Re: Solar breakthrough - when?

From: Fred B. McGalliard (frederick.b.mcgalliard_at_boeing.com)
Date: 08/19/04


Date: Thu, 19 Aug 2004 22:21:21 GMT


"Don Lancaster" <don@tinaja.com> wrote in message
news:4125024B.D2CDE4F8@tinaja.com...
...
> The fundamental problem with low delta T is the drops BETWEEN ambient and
the actual system.
> At, say two percent efficiency (highly unlikely), these will have FIFTY
> times the thermal drop across them.
>
> Also, of course, the size goes up hyperbolically with decreasing
efficiency.
>
> Low detla-T heat engines are fundamentally and profoundly futile.

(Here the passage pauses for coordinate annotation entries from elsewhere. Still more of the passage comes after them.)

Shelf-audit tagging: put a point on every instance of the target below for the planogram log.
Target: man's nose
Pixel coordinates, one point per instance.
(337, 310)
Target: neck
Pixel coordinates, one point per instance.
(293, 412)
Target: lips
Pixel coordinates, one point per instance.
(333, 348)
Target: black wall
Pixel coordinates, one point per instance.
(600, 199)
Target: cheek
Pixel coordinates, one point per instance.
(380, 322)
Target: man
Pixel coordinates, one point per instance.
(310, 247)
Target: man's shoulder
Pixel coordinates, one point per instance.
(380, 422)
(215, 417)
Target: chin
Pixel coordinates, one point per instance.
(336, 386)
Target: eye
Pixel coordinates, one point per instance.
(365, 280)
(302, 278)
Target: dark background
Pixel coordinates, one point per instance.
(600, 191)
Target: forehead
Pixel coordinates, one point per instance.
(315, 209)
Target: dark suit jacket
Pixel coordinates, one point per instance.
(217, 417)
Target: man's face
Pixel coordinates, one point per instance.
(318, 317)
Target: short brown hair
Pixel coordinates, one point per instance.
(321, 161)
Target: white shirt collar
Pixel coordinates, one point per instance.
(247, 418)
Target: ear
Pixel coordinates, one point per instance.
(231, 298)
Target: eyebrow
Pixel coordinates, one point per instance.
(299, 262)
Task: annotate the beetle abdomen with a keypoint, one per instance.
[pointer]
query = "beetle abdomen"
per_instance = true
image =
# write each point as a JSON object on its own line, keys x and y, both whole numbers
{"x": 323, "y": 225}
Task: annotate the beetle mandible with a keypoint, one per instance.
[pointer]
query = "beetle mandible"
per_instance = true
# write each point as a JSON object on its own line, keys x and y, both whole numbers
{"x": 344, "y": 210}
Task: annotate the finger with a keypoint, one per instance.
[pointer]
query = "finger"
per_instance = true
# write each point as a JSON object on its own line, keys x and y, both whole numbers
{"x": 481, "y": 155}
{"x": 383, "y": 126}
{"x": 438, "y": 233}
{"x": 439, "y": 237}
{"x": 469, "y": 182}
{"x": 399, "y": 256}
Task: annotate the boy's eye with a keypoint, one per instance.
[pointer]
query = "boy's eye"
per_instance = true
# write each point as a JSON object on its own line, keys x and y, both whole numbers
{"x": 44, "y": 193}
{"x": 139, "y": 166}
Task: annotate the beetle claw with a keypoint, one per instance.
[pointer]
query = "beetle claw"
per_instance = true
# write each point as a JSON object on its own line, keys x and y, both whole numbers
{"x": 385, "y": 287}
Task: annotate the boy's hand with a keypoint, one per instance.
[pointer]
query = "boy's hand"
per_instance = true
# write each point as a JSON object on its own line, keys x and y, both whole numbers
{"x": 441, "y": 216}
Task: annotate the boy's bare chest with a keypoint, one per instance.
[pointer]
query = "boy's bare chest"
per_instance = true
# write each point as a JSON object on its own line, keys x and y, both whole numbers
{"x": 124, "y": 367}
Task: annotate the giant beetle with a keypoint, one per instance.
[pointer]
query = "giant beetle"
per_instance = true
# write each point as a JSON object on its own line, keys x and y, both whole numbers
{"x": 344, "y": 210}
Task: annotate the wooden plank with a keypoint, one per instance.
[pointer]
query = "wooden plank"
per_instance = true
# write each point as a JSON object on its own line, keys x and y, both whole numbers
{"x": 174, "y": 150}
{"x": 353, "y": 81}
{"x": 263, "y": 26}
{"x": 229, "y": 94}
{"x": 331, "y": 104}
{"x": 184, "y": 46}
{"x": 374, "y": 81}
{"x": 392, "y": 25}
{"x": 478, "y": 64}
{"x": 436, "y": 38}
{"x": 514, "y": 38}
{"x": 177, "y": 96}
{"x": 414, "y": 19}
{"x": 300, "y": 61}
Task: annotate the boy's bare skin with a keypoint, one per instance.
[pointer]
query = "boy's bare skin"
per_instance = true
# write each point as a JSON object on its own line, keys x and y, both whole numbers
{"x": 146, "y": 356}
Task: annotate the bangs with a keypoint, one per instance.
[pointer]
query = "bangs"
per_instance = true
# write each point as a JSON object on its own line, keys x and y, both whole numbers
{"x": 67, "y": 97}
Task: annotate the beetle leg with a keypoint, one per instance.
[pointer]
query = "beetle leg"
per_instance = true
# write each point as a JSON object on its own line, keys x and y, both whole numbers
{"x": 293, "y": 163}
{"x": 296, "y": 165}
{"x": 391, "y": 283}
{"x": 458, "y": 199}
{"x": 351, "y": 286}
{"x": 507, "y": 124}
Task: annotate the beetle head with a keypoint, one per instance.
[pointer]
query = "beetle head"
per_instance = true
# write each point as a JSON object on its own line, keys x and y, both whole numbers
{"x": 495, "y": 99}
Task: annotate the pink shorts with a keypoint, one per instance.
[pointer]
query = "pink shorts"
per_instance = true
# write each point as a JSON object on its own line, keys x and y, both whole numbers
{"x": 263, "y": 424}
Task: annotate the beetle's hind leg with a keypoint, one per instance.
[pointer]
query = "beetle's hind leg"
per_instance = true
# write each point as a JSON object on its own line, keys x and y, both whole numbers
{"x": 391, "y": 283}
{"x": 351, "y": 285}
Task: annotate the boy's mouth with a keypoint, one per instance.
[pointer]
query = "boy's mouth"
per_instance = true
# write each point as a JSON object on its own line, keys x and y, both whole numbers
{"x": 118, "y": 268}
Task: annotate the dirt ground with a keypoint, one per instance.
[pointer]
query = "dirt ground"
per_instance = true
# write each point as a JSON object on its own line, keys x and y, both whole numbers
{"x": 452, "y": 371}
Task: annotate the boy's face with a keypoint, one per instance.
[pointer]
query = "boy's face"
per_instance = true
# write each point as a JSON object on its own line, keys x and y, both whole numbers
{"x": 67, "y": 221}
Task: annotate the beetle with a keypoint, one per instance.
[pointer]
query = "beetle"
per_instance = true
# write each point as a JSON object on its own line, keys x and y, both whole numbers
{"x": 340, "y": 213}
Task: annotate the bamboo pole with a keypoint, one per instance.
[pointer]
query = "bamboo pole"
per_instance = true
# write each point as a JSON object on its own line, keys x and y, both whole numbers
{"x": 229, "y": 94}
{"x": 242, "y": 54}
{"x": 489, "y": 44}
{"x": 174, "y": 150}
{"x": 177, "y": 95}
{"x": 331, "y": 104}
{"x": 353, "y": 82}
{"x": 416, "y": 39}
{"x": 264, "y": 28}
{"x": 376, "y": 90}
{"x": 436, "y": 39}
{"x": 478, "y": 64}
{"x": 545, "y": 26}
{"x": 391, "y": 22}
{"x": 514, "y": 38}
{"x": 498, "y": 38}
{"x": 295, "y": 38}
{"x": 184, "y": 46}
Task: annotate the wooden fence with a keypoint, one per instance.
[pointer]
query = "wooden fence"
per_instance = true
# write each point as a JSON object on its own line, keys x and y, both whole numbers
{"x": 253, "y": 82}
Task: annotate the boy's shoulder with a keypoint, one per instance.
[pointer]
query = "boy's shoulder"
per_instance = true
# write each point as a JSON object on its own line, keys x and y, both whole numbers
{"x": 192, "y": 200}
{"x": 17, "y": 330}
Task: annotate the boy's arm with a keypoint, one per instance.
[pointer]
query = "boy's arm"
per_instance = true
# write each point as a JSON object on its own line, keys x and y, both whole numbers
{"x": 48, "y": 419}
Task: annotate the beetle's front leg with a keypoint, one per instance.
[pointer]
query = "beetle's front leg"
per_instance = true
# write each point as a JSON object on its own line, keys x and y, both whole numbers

I think you should have used parabolically rather than hyperbolically.
Sounds a bit odd.

The killer here is that you need both a large turbine and a very large heat
exchanger (two actually). Very large heat exchangers sitting in salt water
tend to become reefs. I would not give up so easily though. In a manner of
speaking, wind power is a large scale low temperature difference motor. Of
course no one would consider building a desert and mountain range if one
were not sitting there mostly unused, but there may be some ways to take
advantage of the OTEC small temperature differences as well. I would
consider a bay sized fresh water covered heavy saline heat collector, and
perhaps a more cunning way to bring the cold and hot side together without
having to pump water so far. You need to go to very large pipes, or
unconstrained flows using natural convection, eh. Might be able to pump
fresh water down, let it cool and then rise to where we need it. With a flow
as large as the Mississippi, perhaps we could do it without any walls at
all. Perhaps a heat pump to turn fresh water to ice, let the ice just float
up to where we need it. An Ice water version of a heat pump, or perhaps a
cold pump in this case. So we have a 30 ft diameter insulated tube perhaps a
mile long? Of course it will help to have the hot water start out closer to
100C than to 30C, and this should make the collector less prone to fouling.
I think this is not going to be solved with 1940s vintage engineering.